Show that the points A (1, −2), B (3, 6), C (5, 10)
Question:

Show that the points A (1, −2), B (3, 6), C (5, 10) and D (3, 2) are the vertices of a parallelogram.

Solution:

The distance $d$ between two points $\left(x_{1}, y_{1}\right)$ and $\left(x_{2}, y_{2}\right)$ is given by the formula

$d=\sqrt{\left(x_{1}-x_{2}\right)^{2}+\left(y_{1}-y_{2}\right)^{2}}$

In a parallelogram the opposite sides are equal in length.

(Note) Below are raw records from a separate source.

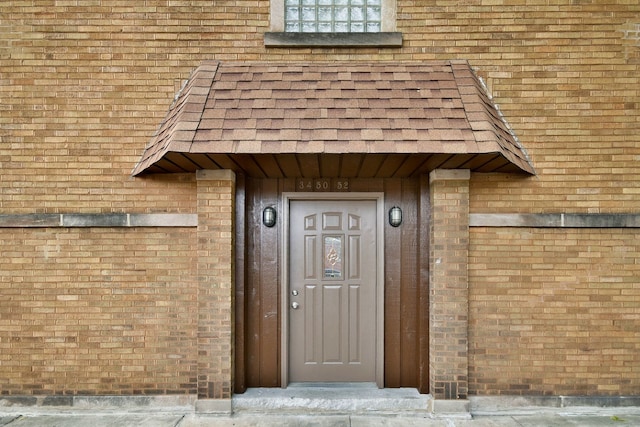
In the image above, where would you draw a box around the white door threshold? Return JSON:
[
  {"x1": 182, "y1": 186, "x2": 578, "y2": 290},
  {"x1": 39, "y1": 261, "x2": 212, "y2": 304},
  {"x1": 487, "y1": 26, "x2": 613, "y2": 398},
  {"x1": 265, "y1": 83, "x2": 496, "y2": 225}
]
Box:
[{"x1": 232, "y1": 383, "x2": 432, "y2": 414}]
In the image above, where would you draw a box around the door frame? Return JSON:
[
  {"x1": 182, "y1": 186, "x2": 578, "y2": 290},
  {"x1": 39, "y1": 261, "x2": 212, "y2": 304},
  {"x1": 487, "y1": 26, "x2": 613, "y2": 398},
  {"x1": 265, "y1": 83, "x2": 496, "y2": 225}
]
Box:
[{"x1": 280, "y1": 192, "x2": 385, "y2": 388}]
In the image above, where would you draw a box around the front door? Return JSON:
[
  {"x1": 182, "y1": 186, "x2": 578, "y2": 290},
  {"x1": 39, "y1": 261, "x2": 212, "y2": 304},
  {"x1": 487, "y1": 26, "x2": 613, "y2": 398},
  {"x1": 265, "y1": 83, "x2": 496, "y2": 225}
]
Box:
[{"x1": 288, "y1": 200, "x2": 379, "y2": 382}]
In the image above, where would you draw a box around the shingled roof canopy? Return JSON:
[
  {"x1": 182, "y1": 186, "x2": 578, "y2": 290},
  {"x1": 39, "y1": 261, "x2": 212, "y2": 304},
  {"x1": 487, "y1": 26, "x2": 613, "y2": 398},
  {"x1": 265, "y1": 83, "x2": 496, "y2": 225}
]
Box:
[{"x1": 133, "y1": 61, "x2": 534, "y2": 178}]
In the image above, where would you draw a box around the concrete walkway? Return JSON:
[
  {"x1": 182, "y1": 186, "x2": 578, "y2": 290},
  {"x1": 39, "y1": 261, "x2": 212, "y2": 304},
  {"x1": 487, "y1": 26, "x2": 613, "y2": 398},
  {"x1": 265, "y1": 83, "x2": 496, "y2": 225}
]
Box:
[
  {"x1": 0, "y1": 408, "x2": 640, "y2": 427},
  {"x1": 0, "y1": 386, "x2": 640, "y2": 427}
]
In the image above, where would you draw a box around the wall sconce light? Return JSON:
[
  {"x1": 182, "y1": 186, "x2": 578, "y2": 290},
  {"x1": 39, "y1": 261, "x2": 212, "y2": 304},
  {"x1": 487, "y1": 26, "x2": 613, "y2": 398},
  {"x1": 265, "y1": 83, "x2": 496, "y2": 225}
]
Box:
[
  {"x1": 262, "y1": 206, "x2": 276, "y2": 228},
  {"x1": 389, "y1": 206, "x2": 402, "y2": 227}
]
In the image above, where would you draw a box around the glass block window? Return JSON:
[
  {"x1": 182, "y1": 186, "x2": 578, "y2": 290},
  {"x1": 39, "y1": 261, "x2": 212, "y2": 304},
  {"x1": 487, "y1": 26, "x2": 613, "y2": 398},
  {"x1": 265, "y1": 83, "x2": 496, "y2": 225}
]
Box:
[{"x1": 284, "y1": 0, "x2": 382, "y2": 33}]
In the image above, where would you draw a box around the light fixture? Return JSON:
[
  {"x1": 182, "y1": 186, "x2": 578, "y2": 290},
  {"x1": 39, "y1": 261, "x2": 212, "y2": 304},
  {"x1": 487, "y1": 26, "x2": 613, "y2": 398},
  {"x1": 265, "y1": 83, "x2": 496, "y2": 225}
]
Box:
[
  {"x1": 389, "y1": 206, "x2": 402, "y2": 227},
  {"x1": 262, "y1": 206, "x2": 276, "y2": 227}
]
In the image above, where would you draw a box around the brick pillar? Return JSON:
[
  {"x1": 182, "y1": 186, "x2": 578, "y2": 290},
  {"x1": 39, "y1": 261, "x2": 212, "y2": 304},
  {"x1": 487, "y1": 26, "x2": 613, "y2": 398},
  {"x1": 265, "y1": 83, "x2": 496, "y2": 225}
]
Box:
[
  {"x1": 429, "y1": 169, "x2": 470, "y2": 399},
  {"x1": 196, "y1": 170, "x2": 235, "y2": 412}
]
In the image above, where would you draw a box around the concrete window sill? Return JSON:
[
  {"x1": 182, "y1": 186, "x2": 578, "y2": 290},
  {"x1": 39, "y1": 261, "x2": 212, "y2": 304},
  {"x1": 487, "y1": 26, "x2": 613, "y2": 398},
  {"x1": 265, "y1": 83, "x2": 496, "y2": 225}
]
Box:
[{"x1": 264, "y1": 32, "x2": 402, "y2": 47}]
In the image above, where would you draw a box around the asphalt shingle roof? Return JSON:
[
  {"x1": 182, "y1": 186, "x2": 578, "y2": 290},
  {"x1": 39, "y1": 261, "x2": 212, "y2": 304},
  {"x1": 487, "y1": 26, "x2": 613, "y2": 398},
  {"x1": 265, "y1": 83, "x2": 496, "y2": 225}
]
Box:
[{"x1": 133, "y1": 61, "x2": 534, "y2": 175}]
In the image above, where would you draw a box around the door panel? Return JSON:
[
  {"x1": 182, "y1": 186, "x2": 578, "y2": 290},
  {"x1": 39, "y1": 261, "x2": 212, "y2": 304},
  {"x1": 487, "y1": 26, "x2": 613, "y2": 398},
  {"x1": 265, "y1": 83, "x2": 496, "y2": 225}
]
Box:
[{"x1": 288, "y1": 200, "x2": 378, "y2": 382}]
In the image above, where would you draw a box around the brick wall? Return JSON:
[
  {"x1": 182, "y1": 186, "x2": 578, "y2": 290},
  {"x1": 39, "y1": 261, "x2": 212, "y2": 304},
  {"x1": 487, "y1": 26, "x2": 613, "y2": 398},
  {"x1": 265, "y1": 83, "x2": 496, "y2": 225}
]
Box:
[
  {"x1": 0, "y1": 0, "x2": 640, "y2": 212},
  {"x1": 429, "y1": 170, "x2": 470, "y2": 399},
  {"x1": 0, "y1": 227, "x2": 197, "y2": 395},
  {"x1": 469, "y1": 227, "x2": 640, "y2": 395},
  {"x1": 0, "y1": 0, "x2": 640, "y2": 396}
]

Here the four points are A(1, −2), B(3, 6), C(5, 10) and D(32).

Let us check the length of the opposite sides of the quadrilateral that is formed by these points.

$A B=\sqrt{(1-3)^{2}+(-2-6)^{2}}$

$=\sqrt{(-2)^{2}+(-8)^{2}}$

 

$=\sqrt{4+64}$

$A B=\sqrt{68}$

$C D=\sqrt{(5-3)^{2}+(10-2)^{2}}$

$=\sqrt{(2)^{2}+(8)^{2}}$

 

$=\sqrt{4+64}$

$C D=\sqrt{68}$

We have one pair of opposite sides equal.

Now, let us check the other pair of opposite sides.

$B C=\sqrt{(3-5)^{2}+(6-10)^{2}}$

$=\sqrt{(-2)^{2}+(-4)^{2}}$

$=\sqrt{4+16}$

$B C=\sqrt{20}$

$A D=\sqrt{(1-3)^{2}+(-2-2)^{2}}$

$=\sqrt{(-2)^{2}+(-4)^{2}}$

$=\sqrt{4+16}$

$A D=\sqrt{20}$

The other pair of opposite sides is also equal. So, the quadrilateral formed by these four points is definitely a parallelogram.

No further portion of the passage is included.